Há quase dois séculos o romancista francês Victor Hugo escreveu que “é triste pensar que a natureza fala e que a raça humana não a escuta”. Cansada de não ser ouvida, a Amazônia desenhou uma mensagem no céu da maior cidade do país na última segunda-feira: o dia virou noite às 15h e logo depois caiu uma chuva preta sobre São Paulo. O fenômeno, com cara de profecia bíblica, foi causado pelo fogo que consome a maior floresta tropical do planeta desde o início do mês.

Se anoiteceu à tarde na capital paulista, na região onde acontecem os incêndios o céu da noite exibe um tom amarelado devido à fumaça e às chamas intensas. Isso vem acontecendo há algum tempo, sem que o resto do Brasil se desse conta. No início do mês, o jornal “Folha do Progresso”, da cidade de Novo Progresso, no sudoeste do Pará, publicou uma reportagem em que fazendeiros locais anunciavam “o dia do fogo”. No dia 10 foram registrados 124 focos de incêndio na região, um aumento em 300% em relação ao anterior.

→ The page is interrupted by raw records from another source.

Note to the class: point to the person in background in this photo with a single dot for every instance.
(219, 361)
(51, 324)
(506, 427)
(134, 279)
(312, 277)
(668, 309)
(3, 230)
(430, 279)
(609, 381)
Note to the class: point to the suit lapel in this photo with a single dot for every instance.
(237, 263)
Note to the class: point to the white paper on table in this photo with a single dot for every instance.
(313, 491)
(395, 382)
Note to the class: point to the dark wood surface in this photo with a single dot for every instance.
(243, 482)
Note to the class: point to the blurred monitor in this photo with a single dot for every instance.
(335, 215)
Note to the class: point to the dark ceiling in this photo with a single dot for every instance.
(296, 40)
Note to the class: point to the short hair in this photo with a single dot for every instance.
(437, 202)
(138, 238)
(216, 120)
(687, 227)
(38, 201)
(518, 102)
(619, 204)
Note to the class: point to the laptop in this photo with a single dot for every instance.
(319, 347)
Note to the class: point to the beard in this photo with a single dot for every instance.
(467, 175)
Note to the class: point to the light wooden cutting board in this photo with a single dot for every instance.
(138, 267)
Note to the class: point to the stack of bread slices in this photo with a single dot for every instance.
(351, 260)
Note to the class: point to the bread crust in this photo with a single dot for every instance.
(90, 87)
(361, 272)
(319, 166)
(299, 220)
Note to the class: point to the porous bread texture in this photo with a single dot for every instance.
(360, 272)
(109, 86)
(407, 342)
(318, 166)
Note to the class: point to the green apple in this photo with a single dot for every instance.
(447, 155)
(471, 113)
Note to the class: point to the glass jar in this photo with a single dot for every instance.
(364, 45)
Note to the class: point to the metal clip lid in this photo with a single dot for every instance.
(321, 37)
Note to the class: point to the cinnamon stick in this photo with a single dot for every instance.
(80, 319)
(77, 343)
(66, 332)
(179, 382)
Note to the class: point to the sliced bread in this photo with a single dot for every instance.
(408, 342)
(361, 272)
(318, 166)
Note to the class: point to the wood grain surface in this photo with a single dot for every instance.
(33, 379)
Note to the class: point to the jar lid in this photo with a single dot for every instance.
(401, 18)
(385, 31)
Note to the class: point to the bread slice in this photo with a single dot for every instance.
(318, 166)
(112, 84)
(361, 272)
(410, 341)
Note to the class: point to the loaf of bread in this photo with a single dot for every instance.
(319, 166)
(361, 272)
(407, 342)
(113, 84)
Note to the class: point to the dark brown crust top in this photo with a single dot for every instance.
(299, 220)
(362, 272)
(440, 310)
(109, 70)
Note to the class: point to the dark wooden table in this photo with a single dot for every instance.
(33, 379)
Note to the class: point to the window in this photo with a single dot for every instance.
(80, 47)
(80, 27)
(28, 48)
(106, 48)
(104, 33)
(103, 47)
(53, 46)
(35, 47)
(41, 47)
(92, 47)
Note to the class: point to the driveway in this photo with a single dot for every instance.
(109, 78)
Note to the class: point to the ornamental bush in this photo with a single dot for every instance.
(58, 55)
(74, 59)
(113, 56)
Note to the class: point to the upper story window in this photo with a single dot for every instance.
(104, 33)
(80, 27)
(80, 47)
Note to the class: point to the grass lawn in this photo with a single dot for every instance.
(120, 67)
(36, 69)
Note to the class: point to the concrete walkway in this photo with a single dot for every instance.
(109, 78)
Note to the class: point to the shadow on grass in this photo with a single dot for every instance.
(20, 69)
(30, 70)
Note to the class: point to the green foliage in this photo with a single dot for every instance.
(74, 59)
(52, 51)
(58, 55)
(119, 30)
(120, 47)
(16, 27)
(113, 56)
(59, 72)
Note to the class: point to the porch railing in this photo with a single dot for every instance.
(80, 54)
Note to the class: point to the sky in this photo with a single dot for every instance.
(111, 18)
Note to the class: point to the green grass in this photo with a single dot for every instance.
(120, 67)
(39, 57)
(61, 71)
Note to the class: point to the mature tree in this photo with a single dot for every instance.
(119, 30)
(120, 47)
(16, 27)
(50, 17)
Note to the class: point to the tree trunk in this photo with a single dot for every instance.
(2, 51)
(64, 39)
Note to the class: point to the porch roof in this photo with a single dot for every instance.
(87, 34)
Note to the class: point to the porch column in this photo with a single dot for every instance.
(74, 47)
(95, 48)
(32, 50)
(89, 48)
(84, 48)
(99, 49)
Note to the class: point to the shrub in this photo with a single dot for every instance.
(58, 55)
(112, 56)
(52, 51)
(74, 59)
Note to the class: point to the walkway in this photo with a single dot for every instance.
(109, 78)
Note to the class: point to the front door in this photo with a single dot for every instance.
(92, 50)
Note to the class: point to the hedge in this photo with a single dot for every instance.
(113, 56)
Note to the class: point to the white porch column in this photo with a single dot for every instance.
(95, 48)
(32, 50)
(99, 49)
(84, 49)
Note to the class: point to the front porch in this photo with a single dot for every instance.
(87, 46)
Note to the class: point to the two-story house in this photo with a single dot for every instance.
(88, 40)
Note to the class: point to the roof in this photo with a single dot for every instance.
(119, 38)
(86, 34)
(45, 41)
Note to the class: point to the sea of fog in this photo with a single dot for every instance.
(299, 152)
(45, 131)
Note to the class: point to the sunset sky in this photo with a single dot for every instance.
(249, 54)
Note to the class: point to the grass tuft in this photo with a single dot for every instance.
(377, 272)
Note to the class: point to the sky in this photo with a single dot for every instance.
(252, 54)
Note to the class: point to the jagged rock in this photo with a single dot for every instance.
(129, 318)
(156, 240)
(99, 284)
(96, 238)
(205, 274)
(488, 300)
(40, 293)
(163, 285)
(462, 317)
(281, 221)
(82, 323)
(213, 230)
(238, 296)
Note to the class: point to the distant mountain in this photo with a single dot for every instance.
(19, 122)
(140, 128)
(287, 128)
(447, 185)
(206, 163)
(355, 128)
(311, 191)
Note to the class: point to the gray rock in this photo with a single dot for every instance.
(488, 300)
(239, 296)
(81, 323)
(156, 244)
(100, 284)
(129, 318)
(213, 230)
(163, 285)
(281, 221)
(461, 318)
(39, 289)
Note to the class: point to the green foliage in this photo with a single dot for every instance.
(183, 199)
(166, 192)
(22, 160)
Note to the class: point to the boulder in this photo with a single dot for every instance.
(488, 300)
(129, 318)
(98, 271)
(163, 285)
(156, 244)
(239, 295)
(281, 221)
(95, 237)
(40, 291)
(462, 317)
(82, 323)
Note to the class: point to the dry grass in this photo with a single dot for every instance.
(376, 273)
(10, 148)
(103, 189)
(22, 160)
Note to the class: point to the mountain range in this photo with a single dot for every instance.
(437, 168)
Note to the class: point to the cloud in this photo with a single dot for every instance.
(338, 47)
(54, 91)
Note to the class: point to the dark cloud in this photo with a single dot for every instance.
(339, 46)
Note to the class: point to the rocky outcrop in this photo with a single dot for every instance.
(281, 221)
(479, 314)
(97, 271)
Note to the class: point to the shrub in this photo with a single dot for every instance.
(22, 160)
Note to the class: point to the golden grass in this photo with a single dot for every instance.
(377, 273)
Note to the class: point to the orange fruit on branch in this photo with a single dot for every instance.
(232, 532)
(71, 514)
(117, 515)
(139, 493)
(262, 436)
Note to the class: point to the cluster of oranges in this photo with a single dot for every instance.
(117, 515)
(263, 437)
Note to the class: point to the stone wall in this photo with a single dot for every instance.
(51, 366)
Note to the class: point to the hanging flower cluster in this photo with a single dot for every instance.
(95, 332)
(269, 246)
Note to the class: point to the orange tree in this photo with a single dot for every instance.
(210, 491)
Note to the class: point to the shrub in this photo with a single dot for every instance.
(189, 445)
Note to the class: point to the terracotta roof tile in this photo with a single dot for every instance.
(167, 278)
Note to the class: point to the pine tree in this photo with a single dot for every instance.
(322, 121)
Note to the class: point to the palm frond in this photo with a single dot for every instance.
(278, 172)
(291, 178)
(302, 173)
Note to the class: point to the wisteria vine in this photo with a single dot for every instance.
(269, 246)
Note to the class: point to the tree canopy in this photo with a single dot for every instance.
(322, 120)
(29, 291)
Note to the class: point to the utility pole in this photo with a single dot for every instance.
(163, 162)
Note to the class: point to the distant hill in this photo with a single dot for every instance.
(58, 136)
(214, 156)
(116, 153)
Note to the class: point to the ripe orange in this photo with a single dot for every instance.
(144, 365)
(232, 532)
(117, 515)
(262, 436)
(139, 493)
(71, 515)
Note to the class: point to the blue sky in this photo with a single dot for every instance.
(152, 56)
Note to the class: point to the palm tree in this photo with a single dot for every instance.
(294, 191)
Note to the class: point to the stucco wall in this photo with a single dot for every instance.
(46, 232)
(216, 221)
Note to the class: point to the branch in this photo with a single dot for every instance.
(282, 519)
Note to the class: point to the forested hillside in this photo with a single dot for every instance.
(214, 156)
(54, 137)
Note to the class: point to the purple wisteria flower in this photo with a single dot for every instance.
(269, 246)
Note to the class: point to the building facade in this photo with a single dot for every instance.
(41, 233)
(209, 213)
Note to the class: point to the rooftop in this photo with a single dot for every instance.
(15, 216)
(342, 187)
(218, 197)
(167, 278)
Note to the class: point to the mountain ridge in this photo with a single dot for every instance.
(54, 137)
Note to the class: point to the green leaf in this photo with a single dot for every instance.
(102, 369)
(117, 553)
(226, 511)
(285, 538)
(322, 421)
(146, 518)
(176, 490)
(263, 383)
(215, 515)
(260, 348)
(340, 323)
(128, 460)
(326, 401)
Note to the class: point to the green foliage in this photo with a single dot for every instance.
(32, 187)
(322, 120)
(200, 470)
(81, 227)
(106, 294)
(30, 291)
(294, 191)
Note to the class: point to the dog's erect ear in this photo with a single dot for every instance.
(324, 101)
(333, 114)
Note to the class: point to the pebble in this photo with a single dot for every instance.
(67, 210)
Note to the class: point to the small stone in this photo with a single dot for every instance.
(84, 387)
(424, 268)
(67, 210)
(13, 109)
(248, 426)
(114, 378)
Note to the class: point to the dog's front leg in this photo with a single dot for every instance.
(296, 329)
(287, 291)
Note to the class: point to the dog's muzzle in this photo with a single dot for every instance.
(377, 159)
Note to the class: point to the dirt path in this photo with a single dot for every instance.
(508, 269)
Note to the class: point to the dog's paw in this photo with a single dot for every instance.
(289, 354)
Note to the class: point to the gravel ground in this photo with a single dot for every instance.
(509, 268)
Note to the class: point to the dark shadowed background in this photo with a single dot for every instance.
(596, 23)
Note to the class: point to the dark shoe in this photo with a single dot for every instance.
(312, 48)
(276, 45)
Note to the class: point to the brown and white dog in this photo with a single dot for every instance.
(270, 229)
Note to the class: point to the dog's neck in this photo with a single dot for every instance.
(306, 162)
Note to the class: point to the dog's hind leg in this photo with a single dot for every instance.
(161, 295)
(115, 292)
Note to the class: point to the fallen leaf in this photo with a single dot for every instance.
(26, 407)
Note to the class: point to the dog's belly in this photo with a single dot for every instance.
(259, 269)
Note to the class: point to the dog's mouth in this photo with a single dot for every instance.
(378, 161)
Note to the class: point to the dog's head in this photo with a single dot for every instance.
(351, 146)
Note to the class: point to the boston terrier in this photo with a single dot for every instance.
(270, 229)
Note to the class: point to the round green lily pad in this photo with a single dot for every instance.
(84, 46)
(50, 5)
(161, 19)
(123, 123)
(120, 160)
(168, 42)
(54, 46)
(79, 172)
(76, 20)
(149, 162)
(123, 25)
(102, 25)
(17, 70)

A Reserva Ambiental Margarida Alves, que fica em Rondônia, arde sem parar desde o fim de julho. Só no estado houve um aumento de 192% em comparação com o ano passado – o que dá 53 mil focos de incêndio até agora. O número de queimadas no Brasil aumentou 82% em relação a 2018. A Amazônia concentra 52,5% delas, segundo o Instituto Nacional de Pesquisas Espaciais (Inpe). O estado do Mato Grosso lidera as queimadas na região, com 13.682 focos de calor acumulados em todo o ano. Como a estiagem em 2019 não está sendo tão dura quanto em anos anteriores, não há como creditar a ela o fenômeno. O bicho homem colabora de duas formas: ateando fogo e arrancando planta. O desmatamento disparou na Amazônia, ajudando os incêndios a se alastrarem.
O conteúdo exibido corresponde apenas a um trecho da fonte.